Why is my object taking a long time?

I am writing code that scans large chunks of text and does some basic statistics like the number of upper and lower case characters, punctuation marks, etc.

My code originally looked like this:

    foreach (var character in stringToCount)
    {
        if (char.IsControl(character))
        {
            controlCount++;
        }
        if (char.IsDigit(character))
        {
            digitCount++;
        }
        if (char.IsLetter(character))
        {
            letterCount++;
        } //etc.
    }

      

And then from there I created a new object like this that just reads the local variables and passes them to the constructor:

    var result = new CharacterCountResult(controlCount, highSurrogatecount, lowSurrogateCount, whiteSpaceCount,
        symbolCount, punctuationCount, separatorCount, letterCount, digitCount, numberCount, letterAndDigitCount,
        lowercaseCount, upperCaseCount, tempDictionary);

      

However, a user on the Code Review Stack Exchange indicated that I can simply do the following. Great, I kept loading the code, which is good.
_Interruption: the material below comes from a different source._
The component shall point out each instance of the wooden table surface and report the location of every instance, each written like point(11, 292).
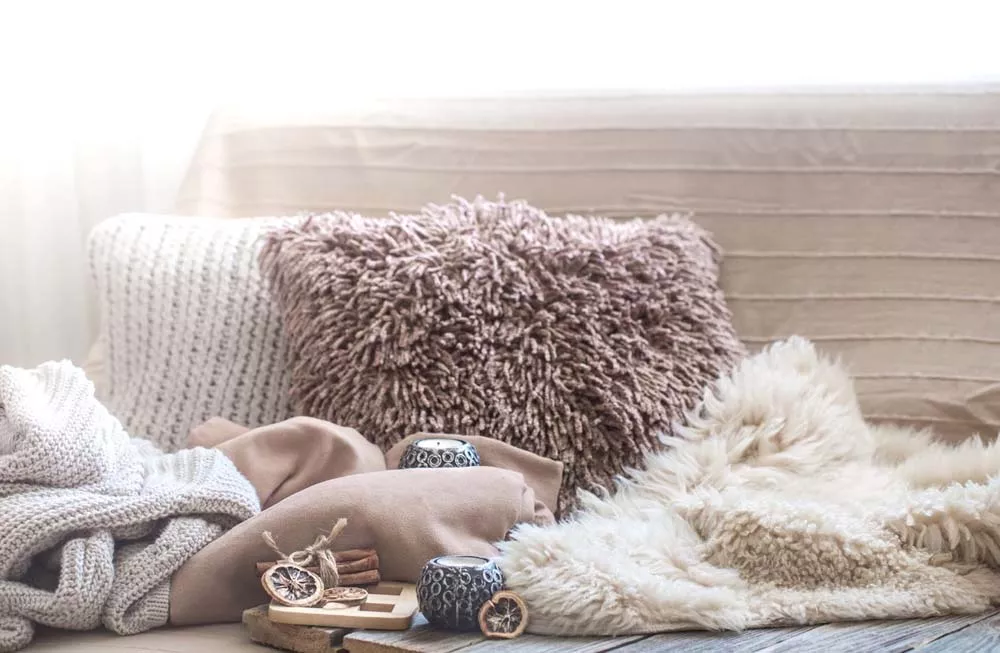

    var result = new CharacterCountResult(stringToCount.Count(char.IsControl),
        stringToCount.Count(char.IsHighSurrogate), stringToCount.Count(char.IsLowSurrogate),
        stringToCount.Count(char.IsWhiteSpace), stringToCount.Count(char.IsSymbol),
        stringToCount.Count(char.IsPunctuation), stringToCount.Count(char.IsSeparator),
        stringToCount.Count(char.IsLetter), stringToCount.Count(char.IsDigit),
        stringToCount.Count(char.IsNumber), stringToCount.Count(char.IsLetterOrDigit),
        stringToCount.Count(char.IsLower), stringToCount.Count(char.IsUpper), tempDictionary);

      

However , while creating the object, the second method takes about (on my machine) an additional ~ 200ms .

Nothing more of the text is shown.